Czy świadomość nieszczęścia nie załamie go. Przecież młody człowiek, wskutek takiej choroby może uznać, że jest wrakiem. Że nie ma szans na powrót do normalnego życia...
Nawet dziś, gdy najgorsze dni minęły, Arturowi trudno o tym spokojnie mówić. Czuł się wtedy, jak maszyna stopniowo odłączana od prądu. Bez pracy nerek, nieodprowadzany mocz zatruwa krew. Puchną nogi. Robią się z nich toporne kloce. Płyny podchodzą pod serce i płuca. Ciężko oddychać. Grozi zawał. Męczy ogólne osłabienie. Są zawroty głowy. Nadciśnienie. Obrzęk płuc. Toksyny powoli wyłączają organizm. Ale najgorsza może być świadomość, że to już koniec.
– Nie mogłem się z tym pogodzić – przyznaje Artur. – Ja i choroba? To przecież niemożliwe! Człowiek był bez przerwy aktywny. Pływanie, narty, biegi, wypady w teren. Całe życie na szybkich obrotach. A tu nagle taki dół...
Gdy siedzi przede mną, rzeczywiście trudno uwierzyć, że coś takiego mogło go trafić. Kawał chłopa. No i po Akademii Wychowania Fizycznego. W Krakowie. Wprawdzie kierunek trenerski, ale swoje przeszedł. Sporo krwi, potu i łez zostawił na boiskach, w salach gimnastycznych, na arenach sportowych. No ale wtedy przynajmniej wiedział, z czym walczy. Z czymś, co mógł zdefiniować. A tu – musiał zmierzyć się z Nieznanym. Z czymś, czego nie da się pokonać samą siłą woli, zacięciem, desperacką brawurą.
– Myślałem o chorobie, analizowałem ją, zastanawiałem się, co też takiego w życiu zaniedbałem, że akurat mnie to spotkało – dodaje. – I niczego takiego nie mogłem znaleźć. Zero papierosów. Alkohol? Jak każdy. Nawet mniej. Nie jestem z tych imprezujących. I nigdy nie byłem. Ze studiów wyniosłem zdrowe nawyki. Wiem, co to dobre odżywianie się. Aktywność fizyczna. Dbałość o ciało. W sumie – żadnych szaleństw. No więc dlaczego?

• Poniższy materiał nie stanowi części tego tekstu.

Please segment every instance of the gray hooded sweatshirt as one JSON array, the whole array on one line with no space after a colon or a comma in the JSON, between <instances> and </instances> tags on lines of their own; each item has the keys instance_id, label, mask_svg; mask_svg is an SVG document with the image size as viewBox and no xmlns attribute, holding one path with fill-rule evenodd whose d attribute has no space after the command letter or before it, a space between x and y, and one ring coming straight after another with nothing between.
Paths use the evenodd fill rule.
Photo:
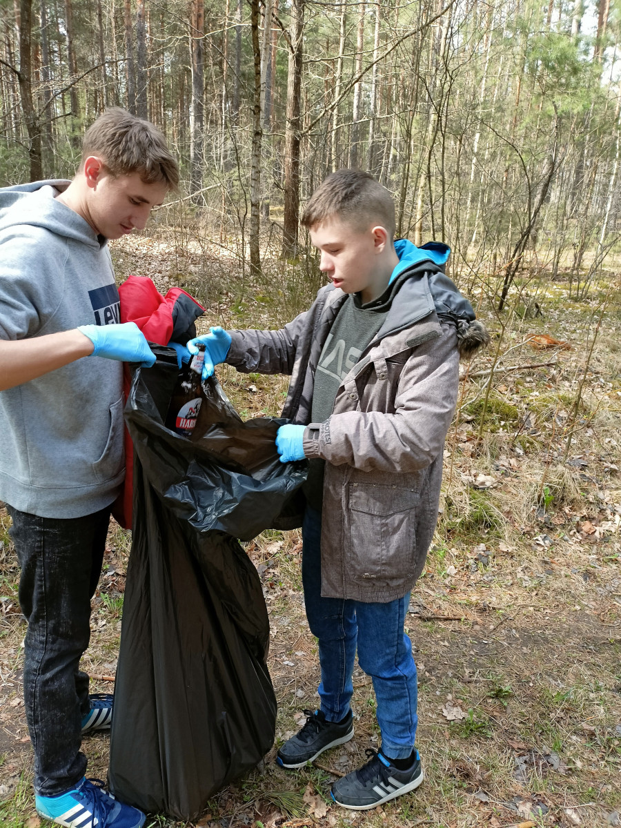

Lekarze wyjaśniali w skomplikowany sposób bezlitosną diagnozę – przewlekle, wirusowe zapalenie i niewydolność nerek. Z objawami choroby Buergera. Potęgowane przez kolejne przeziębienia, grypy, anginy. Stopniowo osłabiają i paraliżują nerki. I nikt na dobrą sprawę nie wie do końca, dlaczego choroba staje się odporna na antybiotyki i coraz ostrzej atakuje. Proces jest nieodwracalny. A nerki, w przeciwieństwie do wątroby, nie mają takiej zdolności regeneracji. Na szczęście, z jedną można jeszcze żyć. Ale jak siadają dwie – zaczyna się prawdziwy dramat.
– Po każdej dializie jestem wykończony – przyznaje Artur. – Bywało, że jak wstałem po zabiegu, to dosłownie leciałem na twarz. Miałem jakieś zaburzenia ciśnienia krwi. A po dializie, musiałem jeszcze godzinę, dwie leżeć, jak kłoda w domu. I dochodzić powoli do siebie.
Nic dziwnego. Zabieg, choć rutynowy, należy do poważnych. Krew jest wielokrotnie przetaczana do sztucznej nerki. Ta, pozbywa się toksyn, normalnie oddawanych z moczem. A w przerwach pomiędzy dializami – koszmar. Ścisła dieta. Niewiele płynów. I ta ciągła świadomość, że jutro– pojutrze, trzeba znowu podpiąć się do maszyny. Na 5 długich godzin. I tak bez końca...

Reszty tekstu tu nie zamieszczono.